Another thing occurred to me this week. As I realized that I pay outrageous local taxes and fees, I realized that I don’t really have to live here. I mean if I didn’t have to go to an office. Look, I really only like maybe 80% of the people I have to talk to day in and day out. With the Internet and the fact that I can and do write anywhere, I could push that 20% to email only. Writing is a great thing for location independence. If you are good that is, not like me and you were, you know, getting paid for words. You could travel the world, and just turn out words from anywhere. Sure sure, you would have to be here or there for a meeting or family or what not, but what a concept. I’m sure most of you have figured this one out already. I guess I just did too. Hooray.
Look, I’m an educated guy. I’ve got a Computer Science degree, an MBA, a fucking Physics minor! Why do I pound out little words in this little blog? I guess I see why my wife would pose such a simple question. Well, when she did ask last week, I should have had an answer, bam! on the spot. But i never have and answer, bam! on the fucking spot. I’m a thinker, a mumbler, a stumbler, a whisperer and a stutterer. Clumsy and seemingly stupid when talking and performing. But, I feel I’m quite eloquent when I have a minute and I can write out my answer.

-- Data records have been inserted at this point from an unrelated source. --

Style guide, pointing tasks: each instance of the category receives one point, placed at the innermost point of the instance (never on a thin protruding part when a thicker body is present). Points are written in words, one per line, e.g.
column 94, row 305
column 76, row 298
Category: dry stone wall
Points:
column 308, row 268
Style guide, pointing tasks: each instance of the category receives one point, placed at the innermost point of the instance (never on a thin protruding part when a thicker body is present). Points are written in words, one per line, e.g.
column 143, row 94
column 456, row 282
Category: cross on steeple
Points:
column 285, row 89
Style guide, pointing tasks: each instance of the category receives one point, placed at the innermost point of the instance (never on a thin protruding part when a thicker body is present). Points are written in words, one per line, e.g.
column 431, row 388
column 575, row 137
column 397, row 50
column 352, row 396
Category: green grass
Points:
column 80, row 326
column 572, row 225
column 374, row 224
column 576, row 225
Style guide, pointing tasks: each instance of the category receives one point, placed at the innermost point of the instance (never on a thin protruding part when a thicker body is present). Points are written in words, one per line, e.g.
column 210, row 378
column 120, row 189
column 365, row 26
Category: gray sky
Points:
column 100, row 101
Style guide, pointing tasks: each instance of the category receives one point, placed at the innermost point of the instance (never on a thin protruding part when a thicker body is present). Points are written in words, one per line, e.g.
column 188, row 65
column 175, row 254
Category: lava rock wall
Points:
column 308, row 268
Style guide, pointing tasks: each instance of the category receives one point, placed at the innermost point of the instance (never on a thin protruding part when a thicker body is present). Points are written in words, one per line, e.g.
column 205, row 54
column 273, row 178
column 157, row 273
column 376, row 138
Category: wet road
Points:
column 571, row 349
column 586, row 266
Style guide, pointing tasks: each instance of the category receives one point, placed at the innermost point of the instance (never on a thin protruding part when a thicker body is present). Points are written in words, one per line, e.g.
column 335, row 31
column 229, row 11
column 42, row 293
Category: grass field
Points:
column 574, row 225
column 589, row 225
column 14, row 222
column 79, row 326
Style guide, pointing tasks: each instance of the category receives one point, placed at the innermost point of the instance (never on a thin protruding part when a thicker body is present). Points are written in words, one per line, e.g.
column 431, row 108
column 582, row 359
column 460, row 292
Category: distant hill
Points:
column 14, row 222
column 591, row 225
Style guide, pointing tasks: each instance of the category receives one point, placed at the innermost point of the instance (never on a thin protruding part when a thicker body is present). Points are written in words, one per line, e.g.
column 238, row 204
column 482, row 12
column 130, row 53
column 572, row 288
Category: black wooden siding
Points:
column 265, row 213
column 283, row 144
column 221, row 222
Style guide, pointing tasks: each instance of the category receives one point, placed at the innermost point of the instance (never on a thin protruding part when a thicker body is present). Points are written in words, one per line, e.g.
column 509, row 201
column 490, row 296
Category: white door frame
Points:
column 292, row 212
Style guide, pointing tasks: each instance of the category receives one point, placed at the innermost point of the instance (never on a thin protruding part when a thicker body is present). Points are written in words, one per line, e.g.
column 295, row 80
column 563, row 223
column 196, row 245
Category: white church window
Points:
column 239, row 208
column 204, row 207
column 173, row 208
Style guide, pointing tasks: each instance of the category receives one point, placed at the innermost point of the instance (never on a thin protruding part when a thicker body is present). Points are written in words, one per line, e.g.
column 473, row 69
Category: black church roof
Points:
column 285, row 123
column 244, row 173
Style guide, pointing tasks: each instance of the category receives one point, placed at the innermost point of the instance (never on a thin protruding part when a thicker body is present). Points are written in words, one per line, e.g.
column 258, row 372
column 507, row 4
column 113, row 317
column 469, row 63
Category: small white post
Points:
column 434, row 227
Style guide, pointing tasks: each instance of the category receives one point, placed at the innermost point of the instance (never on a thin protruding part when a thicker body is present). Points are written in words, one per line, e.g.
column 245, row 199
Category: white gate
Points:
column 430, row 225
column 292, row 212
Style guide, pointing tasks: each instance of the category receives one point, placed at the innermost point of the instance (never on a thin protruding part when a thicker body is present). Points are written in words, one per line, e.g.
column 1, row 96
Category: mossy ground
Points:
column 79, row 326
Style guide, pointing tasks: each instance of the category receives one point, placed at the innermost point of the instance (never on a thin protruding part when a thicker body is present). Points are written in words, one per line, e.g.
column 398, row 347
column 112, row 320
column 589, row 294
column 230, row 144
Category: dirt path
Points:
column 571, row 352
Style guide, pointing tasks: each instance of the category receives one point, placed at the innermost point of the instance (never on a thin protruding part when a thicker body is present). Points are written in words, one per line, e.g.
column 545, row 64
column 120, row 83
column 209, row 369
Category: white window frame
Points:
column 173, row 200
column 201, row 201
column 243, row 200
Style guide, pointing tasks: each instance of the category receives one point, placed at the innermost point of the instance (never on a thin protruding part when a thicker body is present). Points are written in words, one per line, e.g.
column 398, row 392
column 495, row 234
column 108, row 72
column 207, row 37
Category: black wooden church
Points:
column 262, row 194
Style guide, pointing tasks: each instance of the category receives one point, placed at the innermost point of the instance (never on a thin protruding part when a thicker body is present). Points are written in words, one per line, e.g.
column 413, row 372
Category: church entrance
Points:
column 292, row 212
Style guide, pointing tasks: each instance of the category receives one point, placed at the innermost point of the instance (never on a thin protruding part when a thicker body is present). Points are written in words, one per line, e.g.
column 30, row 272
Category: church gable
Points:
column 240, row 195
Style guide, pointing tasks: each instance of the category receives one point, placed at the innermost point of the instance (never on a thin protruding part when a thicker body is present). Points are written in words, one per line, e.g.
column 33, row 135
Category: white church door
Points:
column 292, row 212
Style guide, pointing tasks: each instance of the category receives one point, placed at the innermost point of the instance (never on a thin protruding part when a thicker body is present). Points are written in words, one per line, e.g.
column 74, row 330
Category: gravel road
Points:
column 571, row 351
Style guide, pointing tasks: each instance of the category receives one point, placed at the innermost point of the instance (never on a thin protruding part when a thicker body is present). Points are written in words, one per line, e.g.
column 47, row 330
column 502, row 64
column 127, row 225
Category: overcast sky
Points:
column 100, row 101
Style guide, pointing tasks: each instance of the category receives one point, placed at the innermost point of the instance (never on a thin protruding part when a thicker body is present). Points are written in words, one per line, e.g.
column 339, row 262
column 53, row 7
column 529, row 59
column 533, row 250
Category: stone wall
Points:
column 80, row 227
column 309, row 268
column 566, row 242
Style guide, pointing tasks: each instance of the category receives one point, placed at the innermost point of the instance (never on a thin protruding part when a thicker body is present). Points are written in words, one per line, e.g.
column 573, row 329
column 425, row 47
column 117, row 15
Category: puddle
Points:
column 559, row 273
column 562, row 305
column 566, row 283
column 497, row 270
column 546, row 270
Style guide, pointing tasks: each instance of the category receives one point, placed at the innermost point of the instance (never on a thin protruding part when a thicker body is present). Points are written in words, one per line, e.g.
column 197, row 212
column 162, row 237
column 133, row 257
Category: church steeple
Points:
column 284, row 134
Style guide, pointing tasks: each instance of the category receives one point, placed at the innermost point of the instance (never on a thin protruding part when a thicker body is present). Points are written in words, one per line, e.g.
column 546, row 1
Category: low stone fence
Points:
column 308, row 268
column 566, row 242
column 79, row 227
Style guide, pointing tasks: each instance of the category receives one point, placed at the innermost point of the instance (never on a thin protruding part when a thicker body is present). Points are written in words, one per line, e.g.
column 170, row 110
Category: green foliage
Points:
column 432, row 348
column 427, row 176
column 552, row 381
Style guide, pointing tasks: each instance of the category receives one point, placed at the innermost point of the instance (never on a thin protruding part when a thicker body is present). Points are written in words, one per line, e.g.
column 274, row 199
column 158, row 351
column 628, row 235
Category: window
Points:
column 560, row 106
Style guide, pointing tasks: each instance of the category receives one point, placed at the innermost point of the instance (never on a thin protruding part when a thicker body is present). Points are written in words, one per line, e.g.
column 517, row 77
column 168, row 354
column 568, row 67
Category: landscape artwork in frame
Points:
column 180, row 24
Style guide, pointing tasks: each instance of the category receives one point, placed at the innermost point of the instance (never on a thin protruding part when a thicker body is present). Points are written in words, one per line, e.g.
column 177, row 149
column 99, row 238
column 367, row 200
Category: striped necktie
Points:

My answer simply, is that I can reach that flow state, that engaged, involved state of mind where I’m relaxed and alive; that feeling you get in the middle of a great movie, where you think you know what will happen, but you’re not quite sure and if someone talks to you right now you will smack them in their stupid face. I can get there faster and more often with writing than anywhere else. Sure I get there once in a while at work still, although less and less often. I get there in music and reading often, nearly as often as writing. But those are passive, no one is going to fucking pay me to watch Sci-fi dramas all day. For that matter, very few will pay me to write. I’m no idealist, well not anymore. But at least I can reach that wonderful meditative passionate state and still have something made at the the other end of it.
Also when you write, you can do anything. If you can describe it and communicate it. You build it in the readers mind. And if you are good, they see what you see and it’s not just wonderful, it’s expansive, it’s anything, everything. You find peace writing and you provide peace for someone reading. what could be more wonderful, what better product of service could you provide than a fucking flow state? Even if it’s just for a moment.
Seems to me that if I can do all that, then why would I do anything else?